C’est la raison pour laquelle, depuis une trentaine d’années, l’institution suscite des dispositifs complémentaires sensés compenser les difficultés de la scolarisation dans les milieux défavorisés. Or sans que l’on s’en soit aperçu, ces dispositifs parallèles modifient radicalement le paysage de l’enseignement. Ils interrogent nos pratiques scolaires et les finalités mêmes que nous poursuivons. Comme le montrent deux chercheurs canadiens, Maurice Tardif et Louis Levasseur, à propos des États-Unis et du Canada, mais aussi ailleurs en Europe et notamment en France, ces « aménagements » transforment profondément « la division du travail éducatif ».

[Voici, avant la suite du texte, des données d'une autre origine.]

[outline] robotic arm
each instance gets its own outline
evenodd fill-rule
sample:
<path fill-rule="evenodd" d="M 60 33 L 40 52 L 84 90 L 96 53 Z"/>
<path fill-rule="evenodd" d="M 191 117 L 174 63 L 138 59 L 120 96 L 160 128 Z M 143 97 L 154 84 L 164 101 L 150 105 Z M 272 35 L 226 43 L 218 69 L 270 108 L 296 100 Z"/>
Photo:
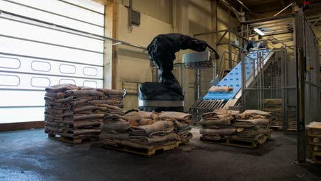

Cette recherche se penche sur l’essor de différents groupes d’agents qui, depuis trente ans, se sont approprié une partie du travail enseignant au risque de voir le territoire de l’enseignant redéfini. Avec l’extension du secondaire, de nouveaux agents sont chargés de répondre aux problèmes de l’hétérogénéité. D’abord professionnels spécialisés (conseiller d’orientation, directeur adjoint, psychologue, bibliothécaire, orthophonistes, animateur de la vie éducative), ces personnels non enseignants sont rejoints par ce que Tardif et Levasseur appellent des « techniciens de services éducatifs » qui n’ont pas de statut universitaire reconnu, mais déchargent les enseignants des aspects les plus pénibles de leur travail.
Ces agents techniques sont de plus en plus nombreux. Mais au-delà de leur nombre, ce qui frappe est le paradoxe de leur faible qualification et leur hyper polyvalence. Évoluant dans une école qui change, face à des élèves difficiles, ils peuvent tout faire. Confinés dans l’espace parascolaire, ils informent, guident, recadrent le comportement des élèves, renforcent le lien à l’école, aident aux devoirs à la maison, etc. Ils compensent en grande partie, les carences parentales et les insuffisances pédagogiques qui se traduisent par les situations délicates, les incidents dans la classe, les élèves en difficulté, les conflits multiculturels, les insolences, etc.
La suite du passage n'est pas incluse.